2 彼岸寺の仏
羽黒祐介は、その老婆に教えられた通り、古びた店が並んだ参道をまっすぐ歩いて行った。
この参道には、祐介のほかに誰も歩いていなかった。異様に閑散としているのだ。それもそのはずだ。そもそも、この村は大した観光地でもないのだった。
最寄りの駅からは、一日に四本だけのバスが、この彼岸寺の参道に差し掛かるのである。それ以外には、タクシーを使うほかに、この彼岸寺に訪れる交通手段はなかった。
祐介は参道の先に、石の階段があって、その上に重たい瓦屋根を担ぎ上げているような、いかめしい山門が建っているのが見えてきた。
その山門には、怒り狂ったような凄まじい形相を浮かべた金剛力士像が、迫り来るように拳を振り上げていた。
(すごい迫力だな……)
祐介はそれを見て、ここは彼岸寺だということを理解した。
そこから、祐介が階段を登ってゆく。山門の向こう側にも、一段一段が大きな石段が続いていて、その階段の両側にある岩と植木の間には、顔面や身体のいたる箇所が崩れ落ち、欠け落ちた、地蔵の像がぼつぼつと並んでいた。

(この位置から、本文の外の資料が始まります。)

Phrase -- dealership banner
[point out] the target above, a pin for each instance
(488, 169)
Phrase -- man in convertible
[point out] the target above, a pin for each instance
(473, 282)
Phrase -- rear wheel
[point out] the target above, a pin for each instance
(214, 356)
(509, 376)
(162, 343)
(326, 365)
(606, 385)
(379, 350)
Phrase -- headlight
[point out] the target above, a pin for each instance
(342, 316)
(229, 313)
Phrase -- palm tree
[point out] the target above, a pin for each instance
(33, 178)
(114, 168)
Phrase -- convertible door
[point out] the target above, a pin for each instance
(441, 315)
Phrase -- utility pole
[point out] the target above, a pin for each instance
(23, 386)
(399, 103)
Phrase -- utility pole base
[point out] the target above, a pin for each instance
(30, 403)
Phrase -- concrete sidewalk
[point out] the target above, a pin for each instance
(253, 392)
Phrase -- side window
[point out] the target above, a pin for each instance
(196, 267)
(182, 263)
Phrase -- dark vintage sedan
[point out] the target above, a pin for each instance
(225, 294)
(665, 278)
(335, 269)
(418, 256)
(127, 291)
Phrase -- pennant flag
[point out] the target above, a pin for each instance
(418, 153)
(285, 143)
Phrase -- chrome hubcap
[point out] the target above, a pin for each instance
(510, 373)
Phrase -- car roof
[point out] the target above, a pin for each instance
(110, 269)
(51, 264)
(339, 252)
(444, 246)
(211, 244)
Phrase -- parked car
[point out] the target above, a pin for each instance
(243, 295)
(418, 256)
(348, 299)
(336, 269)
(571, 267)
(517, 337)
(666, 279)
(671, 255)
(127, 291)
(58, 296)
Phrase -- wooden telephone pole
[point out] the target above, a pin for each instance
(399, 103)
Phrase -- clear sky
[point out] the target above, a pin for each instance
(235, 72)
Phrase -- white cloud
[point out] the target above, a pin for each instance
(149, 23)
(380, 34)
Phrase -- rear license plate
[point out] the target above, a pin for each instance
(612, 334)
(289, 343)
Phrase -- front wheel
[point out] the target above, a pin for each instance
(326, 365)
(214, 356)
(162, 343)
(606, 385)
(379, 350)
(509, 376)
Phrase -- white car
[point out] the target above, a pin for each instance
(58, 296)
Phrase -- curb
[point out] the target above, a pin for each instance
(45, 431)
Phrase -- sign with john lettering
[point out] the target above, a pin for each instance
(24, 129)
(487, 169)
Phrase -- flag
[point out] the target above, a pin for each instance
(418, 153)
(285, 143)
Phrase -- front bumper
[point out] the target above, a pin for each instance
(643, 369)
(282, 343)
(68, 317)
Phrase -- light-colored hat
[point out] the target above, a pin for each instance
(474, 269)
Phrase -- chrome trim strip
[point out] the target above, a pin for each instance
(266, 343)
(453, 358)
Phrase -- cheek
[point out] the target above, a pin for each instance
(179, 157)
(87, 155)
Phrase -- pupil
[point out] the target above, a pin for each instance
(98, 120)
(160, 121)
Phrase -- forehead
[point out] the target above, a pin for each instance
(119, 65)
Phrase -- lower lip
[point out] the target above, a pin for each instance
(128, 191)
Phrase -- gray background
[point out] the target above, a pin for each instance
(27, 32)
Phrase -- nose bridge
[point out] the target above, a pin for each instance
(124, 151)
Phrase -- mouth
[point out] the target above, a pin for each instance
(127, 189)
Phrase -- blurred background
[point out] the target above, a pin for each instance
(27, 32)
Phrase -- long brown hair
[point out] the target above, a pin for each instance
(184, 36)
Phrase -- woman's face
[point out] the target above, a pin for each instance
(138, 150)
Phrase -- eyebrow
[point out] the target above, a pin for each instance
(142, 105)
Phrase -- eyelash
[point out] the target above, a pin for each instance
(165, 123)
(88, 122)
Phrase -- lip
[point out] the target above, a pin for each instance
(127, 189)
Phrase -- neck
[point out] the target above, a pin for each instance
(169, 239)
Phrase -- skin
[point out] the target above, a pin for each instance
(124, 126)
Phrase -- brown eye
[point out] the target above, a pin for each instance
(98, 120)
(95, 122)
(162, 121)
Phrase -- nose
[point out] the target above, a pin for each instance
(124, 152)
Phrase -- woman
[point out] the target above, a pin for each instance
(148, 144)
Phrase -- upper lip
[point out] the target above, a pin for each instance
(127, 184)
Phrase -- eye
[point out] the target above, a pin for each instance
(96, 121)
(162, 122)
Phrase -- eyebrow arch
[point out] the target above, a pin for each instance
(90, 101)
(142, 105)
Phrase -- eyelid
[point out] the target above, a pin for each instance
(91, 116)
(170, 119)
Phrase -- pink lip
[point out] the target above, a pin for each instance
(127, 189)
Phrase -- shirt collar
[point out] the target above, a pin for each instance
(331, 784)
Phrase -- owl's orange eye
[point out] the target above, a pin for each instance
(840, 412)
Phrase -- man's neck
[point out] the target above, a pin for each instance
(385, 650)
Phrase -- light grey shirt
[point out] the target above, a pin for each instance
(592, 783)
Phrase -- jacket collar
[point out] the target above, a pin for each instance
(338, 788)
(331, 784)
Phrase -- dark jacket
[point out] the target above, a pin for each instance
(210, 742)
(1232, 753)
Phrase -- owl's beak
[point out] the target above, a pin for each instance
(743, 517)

そうして、その階段の上に、厳かな瓦屋根の本堂が建っていたのである。
「これが彼岸寺か……」
ずいぶんと立派な本堂である。祐介は感心したように見つめていたが、日差しの暑さに、すぐに思い直すと、その本堂へと歩いていった。
本堂の開かれた扉、木造りの色の黒ずんだ賽銭箱の先へ入ると、堂内は薄暗く、蝋燭の灯りが爛々とともっていて、空気といったらひんやりと冷え切っていた。
堂内の真ん中には、荒削りな木彫りの仏像が何体か並んでいて、その真ん中には等身大ほどの仏像が座禅した格好をしていた。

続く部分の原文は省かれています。